In [None]:
from datascience import *
import numpy as np

# Notice the new library
import matplotlib.pyplot as plt # pyplot is the main module in matplotlib for plotting in Python
plt.style.use('fivethirtyeight') # setting up styles
# inline lets us embed plots to our notebook as static images
%matplotlib inline 

## Importing Datasets

To import datasets into JupyterHub, follow these steps:

1) Download your dataset. (csv preferred for the datascience library)

2) Click on File > Open... to open the directory your notebook is in.

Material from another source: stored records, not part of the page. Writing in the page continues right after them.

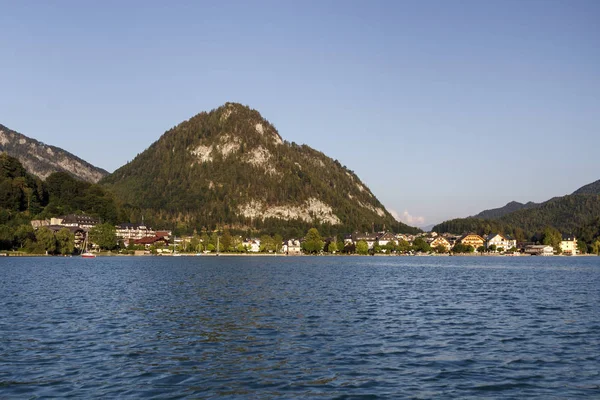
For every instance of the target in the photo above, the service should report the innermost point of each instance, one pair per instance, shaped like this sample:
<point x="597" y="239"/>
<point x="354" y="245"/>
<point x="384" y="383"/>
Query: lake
<point x="300" y="327"/>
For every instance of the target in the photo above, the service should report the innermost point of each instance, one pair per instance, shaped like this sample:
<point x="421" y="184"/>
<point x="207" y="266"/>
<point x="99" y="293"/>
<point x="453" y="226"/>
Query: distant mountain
<point x="230" y="167"/>
<point x="567" y="214"/>
<point x="513" y="206"/>
<point x="592" y="188"/>
<point x="42" y="160"/>
<point x="427" y="228"/>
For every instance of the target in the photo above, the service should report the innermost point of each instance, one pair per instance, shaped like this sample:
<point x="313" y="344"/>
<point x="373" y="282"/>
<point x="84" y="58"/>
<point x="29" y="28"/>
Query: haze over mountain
<point x="566" y="213"/>
<point x="592" y="188"/>
<point x="507" y="209"/>
<point x="42" y="160"/>
<point x="230" y="167"/>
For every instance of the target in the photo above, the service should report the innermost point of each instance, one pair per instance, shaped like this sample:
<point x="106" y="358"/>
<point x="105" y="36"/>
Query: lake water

3) Click Upload and upload your dataset.

4) Go back to the notebook, and import the dataset using the `Table().read_table("your_file_name.csv")` function.


In [None]:
# Let's practice importing the bechdel dataset: bechdel.csv
bechdel = ...
bechdel

In [None]:
# We can use attributes to learn more about the dataset: num_rows, labels, num_columns
bechdel...

In [None]:
## As a quick note: tabular data is how most data scientists work with their datasets.
# datascience is our main tool in this class. datascience is largely an educational tool,
# and a simplified version of the more industry-standard pandas library

import pandas as pd
bechdel_df = pd.read_csv("bechdel.csv")
bechdel_df.head()

# pandas has a lot of interesting syntax and requires decent knowledge of Python
# we'll have some workshops and demos on this later in the semester,
# but notice the similarities! 

## Basic Table Manipulations

The majority of data science will be taking these large datasets (in the form of tables) and performing manipulations on them to learn something interesting.

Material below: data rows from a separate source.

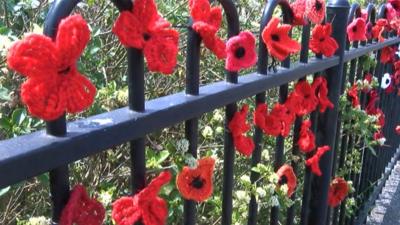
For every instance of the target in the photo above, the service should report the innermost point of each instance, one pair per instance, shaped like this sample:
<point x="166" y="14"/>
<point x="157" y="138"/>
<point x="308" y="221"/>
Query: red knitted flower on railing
<point x="388" y="54"/>
<point x="321" y="41"/>
<point x="196" y="183"/>
<point x="54" y="85"/>
<point x="337" y="191"/>
<point x="143" y="28"/>
<point x="320" y="86"/>
<point x="307" y="138"/>
<point x="287" y="176"/>
<point x="352" y="94"/>
<point x="356" y="30"/>
<point x="303" y="99"/>
<point x="206" y="22"/>
<point x="238" y="126"/>
<point x="378" y="29"/>
<point x="276" y="38"/>
<point x="298" y="8"/>
<point x="313" y="162"/>
<point x="82" y="210"/>
<point x="315" y="10"/>
<point x="144" y="206"/>
<point x="241" y="52"/>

To manipulate tables, we will use methods, which are functions that act on a specific object -- in this case, a table. For example: tbl.where("column", value) 

You should get comfortable using these methods. The nice thing about methods is that, instead of nesting them like functions:

`sum(max(1, 3), min(4, 6))`, 

we can string them together and read them from left to right. For example: 

`tbl.where("column", value).sort("column2").column("column3").`

Today, we'll go over some of the basic table methods. This will be your best friend: http://data8.org/sp21/python-reference.html 

In [None]:
# To view a table, we can use tbl.show(). What's the datatype?
bechdel...

In [None]:
# That's a lot of columns! Let's clean it up.
# For this analysis, we only want the columns "year", "title", "clean_test", "binary"
clean_bechdel = ...
clean_bechdel

In [None]:
# Let's make it more readable. Change clean_test to "test" and binary to "result"
# Notice how we edit the table "in place"
clean_bechdel...
# tbl.sort


In [None]:
# Now, let's see what is the first and last year in the dataset. We can do this by sorting and looking at the table. 
clean_bechdel...

In [None]:
# Let's focus on a single year. In that year, how many movies passed or failed the test? 
# We can use tbl.where to filter a table by some condition
clean_bechdel...

# What movies in 2010 failed the Bechdel test? Let's get the data as an array.
...

In [None]:
# I did some data cleaning and manipulations for you, and created this table "bechdel_by_year.csv"
# which shows the proportion of how many movies in the dataset passed/failed the Bechdel test
# You should be able to figure out how to do this transformation in a few weeks. 
props_by_year = ...
props_by_year

In [None]:
# (More on this next week) We can use tbl.group("col") to find the count of all unique values in a column
# Does this explain anything about the pattern we saw above? 
clean_bechdel.group("year").plot(0)

## Intro to Matplotlib workshop

Now, we made a few graphs using the tools from the datascience library. It's easy; all we needed to do was tbl.plot("x", "y"), tbl.scatter("x", "y"), tbl.barh("categories"), etc. 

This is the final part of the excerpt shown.